We are to look to “the nature of the acts or omissions causing claimants’ injuries” in determining whether a claim is one for health-care liability. Williams, 371 S.W.3d at 176. The acts or omissions alleged here are simply that a janitor left water on the floor after cleaning it. This Court has previously held that “[t]he simple fact that an injury occurred on a health care provider’s premises is not enough” to bring a cause of action under the legislated scope of the TMLA. Twilley, 422 S.W.3d at 788. Like tripping on concrete, as in Twil-ley, slipping on a waxed floor, as in Mejia, and slipping in a water puddle, as in Weatherford and Guillory, the present case does not fall within the category of safety claims even indirectly related to health care.
*338I agree with the Corpus Christi, Dallas, Beaumont, Fort Worth, and San Antonio courts as well as our opinion in Twilley and would find that this simple slip and fall case is governed by the traditional law of premises liability rather than the TMLA. This Court correctly stated the law in Twilley.
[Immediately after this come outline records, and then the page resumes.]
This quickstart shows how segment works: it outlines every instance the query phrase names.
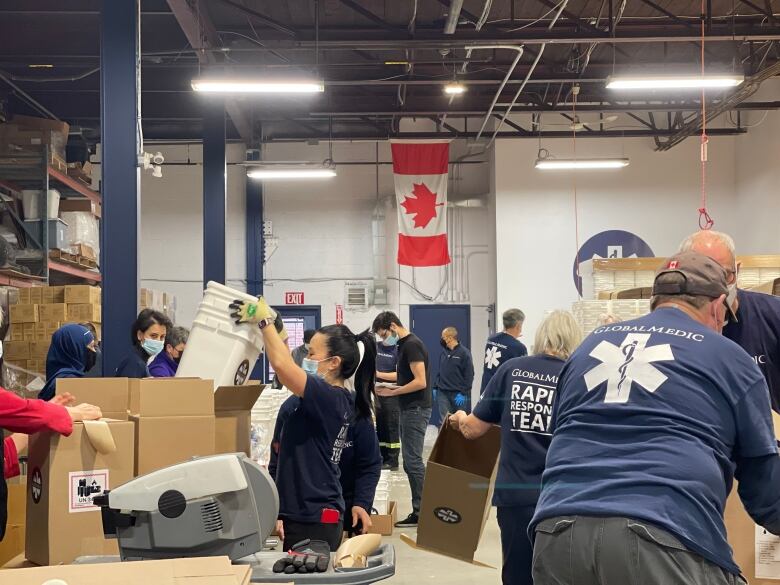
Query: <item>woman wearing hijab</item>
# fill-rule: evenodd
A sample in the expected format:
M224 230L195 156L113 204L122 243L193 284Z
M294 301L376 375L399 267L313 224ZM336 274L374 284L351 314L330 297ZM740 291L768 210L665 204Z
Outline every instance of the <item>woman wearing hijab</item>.
M51 337L46 357L46 385L41 400L54 398L58 378L83 378L95 365L95 337L83 325L65 325Z

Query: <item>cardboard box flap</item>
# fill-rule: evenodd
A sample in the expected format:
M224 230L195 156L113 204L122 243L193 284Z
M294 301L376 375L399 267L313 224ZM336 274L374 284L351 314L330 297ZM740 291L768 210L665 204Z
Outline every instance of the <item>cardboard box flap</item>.
M261 384L220 386L214 392L214 410L216 412L251 410L263 390L265 386Z
M243 585L249 569L233 567L227 557L205 557L14 569L3 571L2 581L4 585L42 585L50 579L69 585Z
M470 441L445 422L428 459L489 479L501 449L501 429L493 426L477 440Z

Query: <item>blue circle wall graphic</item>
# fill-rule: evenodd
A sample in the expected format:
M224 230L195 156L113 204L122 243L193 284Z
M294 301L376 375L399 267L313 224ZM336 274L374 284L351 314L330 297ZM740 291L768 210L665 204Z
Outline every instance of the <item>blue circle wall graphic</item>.
M590 238L582 246L572 262L572 278L577 292L582 295L582 277L577 276L577 260L580 263L591 258L652 258L650 246L642 238L624 230L607 230Z

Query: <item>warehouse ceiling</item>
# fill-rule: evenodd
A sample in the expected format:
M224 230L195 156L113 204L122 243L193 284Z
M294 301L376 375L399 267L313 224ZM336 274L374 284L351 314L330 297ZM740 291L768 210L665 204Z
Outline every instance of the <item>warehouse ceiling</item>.
M704 0L707 71L747 79L708 94L710 134L745 132L744 111L780 107L780 96L753 97L780 74L779 4ZM49 112L99 140L100 5L3 0L0 100L10 113ZM577 116L588 123L578 128L583 136L652 136L666 149L701 123L695 93L629 99L605 89L613 73L699 71L698 1L142 0L141 11L147 139L199 138L204 98L190 82L225 71L325 82L313 97L229 99L230 137L250 144L432 133L475 139L483 125L492 135L494 124L499 137L568 136ZM487 48L469 50L475 45ZM499 92L517 55L512 47L524 52ZM454 79L468 91L450 98L443 88Z

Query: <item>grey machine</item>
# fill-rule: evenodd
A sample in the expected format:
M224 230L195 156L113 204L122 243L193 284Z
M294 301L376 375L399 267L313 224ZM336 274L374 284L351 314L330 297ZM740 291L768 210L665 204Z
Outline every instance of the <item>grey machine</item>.
M244 454L200 457L143 475L95 498L123 561L259 552L276 525L279 494Z

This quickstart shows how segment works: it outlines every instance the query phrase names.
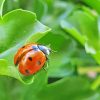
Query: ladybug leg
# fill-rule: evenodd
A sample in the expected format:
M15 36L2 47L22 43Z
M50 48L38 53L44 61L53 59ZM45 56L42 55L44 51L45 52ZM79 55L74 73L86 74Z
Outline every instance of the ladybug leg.
M47 68L48 68L48 62L44 64L44 66L42 67L46 72L47 72Z

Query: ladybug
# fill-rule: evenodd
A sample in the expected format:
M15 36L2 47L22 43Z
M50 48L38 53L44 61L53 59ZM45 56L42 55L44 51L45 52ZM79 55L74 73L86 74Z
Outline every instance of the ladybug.
M27 44L15 54L14 64L18 65L19 72L25 76L35 74L45 65L50 51L50 48L43 45Z

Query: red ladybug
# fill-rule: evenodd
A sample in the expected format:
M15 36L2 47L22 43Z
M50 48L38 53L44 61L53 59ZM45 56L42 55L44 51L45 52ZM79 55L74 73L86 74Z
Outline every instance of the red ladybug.
M28 76L39 71L47 61L50 48L38 44L27 44L20 48L14 57L21 74Z

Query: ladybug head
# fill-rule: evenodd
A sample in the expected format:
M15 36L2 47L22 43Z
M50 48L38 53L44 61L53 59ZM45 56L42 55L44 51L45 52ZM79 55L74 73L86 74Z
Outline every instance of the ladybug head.
M51 49L43 46L43 45L38 45L38 48L45 54L45 55L49 55L51 52Z

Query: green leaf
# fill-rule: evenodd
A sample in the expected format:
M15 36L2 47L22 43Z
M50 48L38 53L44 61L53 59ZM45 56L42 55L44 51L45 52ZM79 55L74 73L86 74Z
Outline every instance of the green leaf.
M5 0L0 0L0 16L2 16L2 8Z
M100 64L100 25L98 23L98 16L82 10L76 10L61 22L61 27L78 40L85 47L86 52L90 53Z
M100 0L81 0L81 1L89 5L93 9L95 9L98 13L100 13Z
M70 77L48 85L38 93L36 100L85 100L93 97L90 83L81 77ZM97 97L96 97L97 98Z
M17 9L2 17L0 31L2 33L0 36L0 74L14 77L23 83L32 83L34 75L22 76L15 67L13 58L19 47L29 42L37 42L50 31L50 28L37 21L34 13Z

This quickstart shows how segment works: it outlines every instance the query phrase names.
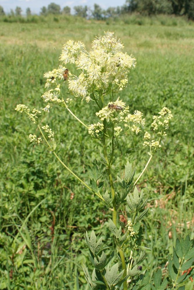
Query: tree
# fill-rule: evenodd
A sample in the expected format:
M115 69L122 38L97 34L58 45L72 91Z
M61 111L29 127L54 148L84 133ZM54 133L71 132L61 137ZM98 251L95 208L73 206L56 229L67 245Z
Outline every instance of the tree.
M120 10L119 6L115 7L109 7L105 12L105 15L107 17L115 17L119 15Z
M19 16L21 15L21 12L22 10L21 7L17 6L15 8L15 15Z
M43 6L42 8L40 8L40 14L41 15L46 15L47 14L47 8L45 6Z
M5 12L3 10L3 8L0 5L0 16L2 16L2 15L5 15Z
M11 14L11 16L15 16L14 12L13 9L10 9L10 14Z
M27 15L27 16L29 16L30 15L31 15L31 10L30 10L30 8L29 8L29 7L26 8L26 15Z
M74 6L73 9L75 11L75 14L76 16L81 16L84 18L86 18L87 17L88 7L86 6L84 7L81 5Z
M49 13L51 13L53 14L59 14L60 10L60 5L56 4L53 2L48 5L48 11Z
M98 4L96 4L94 5L94 11L92 12L92 15L94 18L97 20L102 19L103 18L102 14L104 12Z
M65 6L63 10L62 13L63 14L70 14L71 12L71 8L69 6Z

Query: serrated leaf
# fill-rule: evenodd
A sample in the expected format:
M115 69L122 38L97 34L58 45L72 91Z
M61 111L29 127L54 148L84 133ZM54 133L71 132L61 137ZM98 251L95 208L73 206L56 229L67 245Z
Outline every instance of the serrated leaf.
M169 254L168 255L168 269L169 276L171 280L173 280L172 272L173 264L172 261L171 260L171 257L170 256L170 254Z
M92 256L91 255L91 254L90 253L88 253L87 252L87 253L89 257L89 259L90 260L91 263L93 264L94 266L95 267L94 264L94 260L93 257L92 257Z
M105 285L106 286L106 284L105 284L104 282L102 282L102 281L99 281L98 280L95 280L94 281L92 280L92 282L95 284L98 284L100 285Z
M90 180L90 185L91 187L93 189L94 189L95 191L98 191L98 187L96 184L96 182L94 179Z
M130 209L132 211L133 213L135 212L135 209L134 208L134 207L132 205L132 204L131 202L130 198L129 198L129 197L128 195L127 195L127 203L129 206L129 207Z
M193 241L190 240L189 235L187 235L184 240L182 238L181 238L181 250L184 255L186 255Z
M125 188L126 186L126 183L124 180L122 178L122 179L117 176L117 182L120 186L123 188Z
M179 260L178 256L176 253L175 249L174 247L173 247L173 262L175 267L177 269L179 270L180 267Z
M184 286L181 286L180 287L179 287L177 290L185 290L185 285Z
M98 240L98 241L96 243L95 246L95 256L97 256L98 253L98 252L99 251L100 249L101 248L101 246L102 245L102 238L101 237Z
M132 166L128 160L126 165L125 164L125 170L124 171L124 178L127 181L129 181L131 177Z
M95 172L90 167L89 167L88 169L88 174L90 179L92 180L94 179L95 181L97 181L97 176Z
M108 226L111 231L115 237L117 235L117 229L116 227L112 220L110 220L108 223Z
M137 209L138 211L140 211L141 209L144 209L146 205L147 204L147 201L148 200L148 196L146 199L144 201L144 202L141 204L140 204L138 206L138 207L137 208Z
M194 261L194 257L191 258L190 260L187 261L184 264L182 265L181 268L181 270L182 271L184 271L185 270L188 270L188 269L192 265L192 264Z
M165 279L164 280L159 288L158 290L165 290L168 284L168 281L167 279Z
M139 259L137 260L137 264L138 265L140 264L143 261L145 258L146 257L146 254L145 253L145 250L144 250L143 252L142 252L141 251L140 253L140 254L139 258Z
M111 202L110 195L109 195L108 190L106 191L104 194L103 194L103 198L104 200L105 203L109 207L110 207L111 205Z
M88 236L88 232L86 231L86 233L84 233L84 235L85 236L85 240L86 240L86 242L87 245L88 247L88 248L90 250L91 252L93 253L92 251L93 250L93 248L90 242L90 240L89 239L89 237ZM94 254L94 253L93 253Z
M90 242L91 246L92 247L93 249L93 252L92 252L94 253L96 247L96 236L95 235L95 233L93 230L92 230L91 232L91 233L90 235Z
M127 238L128 235L128 233L127 232L126 232L122 236L120 239L118 241L119 244L122 244L124 243L125 240L126 238Z
M109 258L107 260L107 261L106 262L106 266L108 264L109 262L112 260L112 259L114 257L114 251L113 251L111 254L109 256Z
M120 226L118 230L117 230L117 234L116 236L116 238L117 238L118 239L119 239L121 236L122 233L122 231L121 230L121 227Z
M184 260L188 260L194 256L194 248L192 248L184 257Z
M134 188L134 200L136 205L138 203L139 198L138 190L136 186Z
M141 220L143 217L146 214L147 211L149 210L149 207L147 207L141 213L138 217L136 217L135 219L135 222L137 222L139 220Z
M102 158L102 160L104 162L103 163L103 162L102 162L101 161L102 163L103 163L103 164L104 164L105 165L107 165L108 164L107 163L107 162L106 160L105 157L104 157L103 155L103 154L102 154L102 153L101 153L100 152L100 157Z
M157 290L158 290L162 280L162 271L161 269L159 269L154 276L154 285Z
M175 245L175 250L177 255L179 258L182 259L184 255L181 249L181 242L178 238L177 238Z
M129 276L134 277L136 275L139 273L139 270L137 268L137 265L136 265L131 270L129 270L127 274L129 274Z
M100 257L98 256L98 261L95 257L94 267L96 269L99 270L103 270L106 264L106 255L104 252L103 251L102 254Z
M181 276L177 279L177 284L179 284L179 283L180 283L181 282L182 282L183 280L184 280L188 274L188 273L187 272L186 272L186 273L184 273L184 274L181 275Z

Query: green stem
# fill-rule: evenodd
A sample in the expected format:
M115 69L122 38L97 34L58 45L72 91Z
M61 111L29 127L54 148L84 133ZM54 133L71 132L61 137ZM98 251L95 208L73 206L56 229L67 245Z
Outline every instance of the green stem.
M103 121L103 124L104 125L104 129L103 130L103 132L105 133L106 131L106 120L104 120ZM112 198L113 200L113 221L114 223L115 226L116 226L117 224L117 206L116 204L116 200L114 198L115 195L115 189L114 187L114 184L113 184L113 178L112 176L112 174L111 174L111 170L110 167L109 167L109 162L108 162L108 156L107 154L107 151L106 151L106 139L105 138L105 136L104 135L103 135L103 137L102 137L102 146L103 147L103 151L104 153L104 156L105 157L105 159L106 160L106 162L107 164L107 168L106 168L106 170L107 170L107 172L108 174L108 178L109 179L109 181L110 183L110 185L111 186L111 193L112 194Z
M64 102L65 102L65 101L64 101ZM65 106L66 106L66 108L68 110L69 112L70 113L70 114L71 114L72 115L72 116L73 116L74 118L75 118L76 119L76 120L78 120L78 121L79 121L79 122L80 122L80 123L81 123L81 124L82 124L83 125L83 126L85 127L86 128L87 128L87 129L88 129L88 126L86 126L86 125L85 125L85 124L84 124L84 123L83 123L83 122L82 122L81 120L80 120L79 119L78 119L78 118L77 117L76 117L76 116L75 116L75 115L74 115L74 114L73 113L72 113L72 112L71 111L71 110L70 110L70 109L69 108L68 108L68 107L67 106L67 105L66 104L65 104Z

Other courts have relied on it. We should follow our own precedent.
It is also plain that to require Morrison to obtain an expert report from one qualified to present such a report under the Act would be an exercise in futility. See Tex. Civ. Prac. & Rem.Code Ann. § 74.402 (West 2011). While the need for an expert report that articulates the standard of care is not a litmus test in determining whether a claim is a HCLC, medical expertise is not required to explain why someone might slip and fall in water left on the floor. See Murphy v. Russell, 167 S.W.3d 835, 838 (Tex.2005). To produce an expert report from one who practices in the proper health-care field would require that some medical doctor testify on the proper method of mopping floors. Tex. Civ. Prac. & Rem.Code Ann. § 74.402(b)(1).
Here, this worker is told that even though no worker’s compensation benefit is available, she has no other remedy.12 She cannot have her day in court because she did not obtain an expert report from a medical doctor on the proper application of a wet mop to a floor — an impossible condition to meet. And, oh yes, she, the injured employee with no recourse, must pay for her employer’s attorneys’ fees and court costs.
I respectfully dissent.

. Apparently, the word has been given to file motions to dismiss in every slip and fall case at or near a health-care facility in Texas. The appellate opinions on this subject are being released faster than I can keep up with them. Now, I find the San Antonio court has been persuaded by our Twilley opinion together with others that a premise liability claim at a health-care facility is not included in the TMLA. Methodist Healthcare Sys. of San Antonio v. Dewey, 423 S.W.3d 516 (Tex.App.-San Antonio 2014, no pet.) (visitor in hospital injured by electronic door). The San Antonio court specifically stated that even though the Twilley case involved an employee, not a visitor, “the analysis is comparable under the circumstances of those cases.”

. If workers' compensation benefits are provided, that is the employee’s exclusive remedy against her employer. Tex. Lab.Code Ann. § 408.001(a) (West 2006).